I included a command set -o vi & sudo -l user -c script in profile.d and /etc/profile. unfortunately the script has some command that logs me out every time I try to login from all users including root user. this is happening from GUI. can I login to prompt directly? or is there an alternate way out?
If you haven't rebooted the system, your login shell for root is bash , and someone is still logged in, commandeer their terminal and try:
su - root login --noprofile
This will leave you with a bash running as root without the benefit of the actions normally run by /etc/profile , ~/.bash_profile , ~/.bash_login , and ~/.profile . With any luck, that would enable you to remove the disastrous changes you made to /etc/profile .
If root's login shell is not bash , check the man page for the shell root uses on your system and see if it provides a similar way to disable using /etc/profile when you login.
Thanks for the replies, unfortunately I couldn't find a way out so I had to blow it out(forutnately new machine). However, I have to define the same script to run at the startup. Its an executable(db2start). What do you recommend?
I recommend that you seriously reconsider what you're trying to do. Why in the world would you want every user who logs in to a system to be required to assume the duties of database administrator for that system???
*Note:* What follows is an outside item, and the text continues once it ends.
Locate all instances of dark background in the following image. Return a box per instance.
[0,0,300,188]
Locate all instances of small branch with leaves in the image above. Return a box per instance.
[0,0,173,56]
If you want to do something when the system reboots, add an init script that runs when the system starts running in multi-user mode (after the necessary filesystems have been mounted, network interfaces initialized, ...).
Can you share the script you are thinking of putting in place? There could be something simple that is missing, such as you source a file that doesn't exist, or an error that is not handled in some way. A description of what you are trying to achieve would be useful to so we can understand why you feel the need to do this.
Hopefully we can then suggest ways to protect yourself.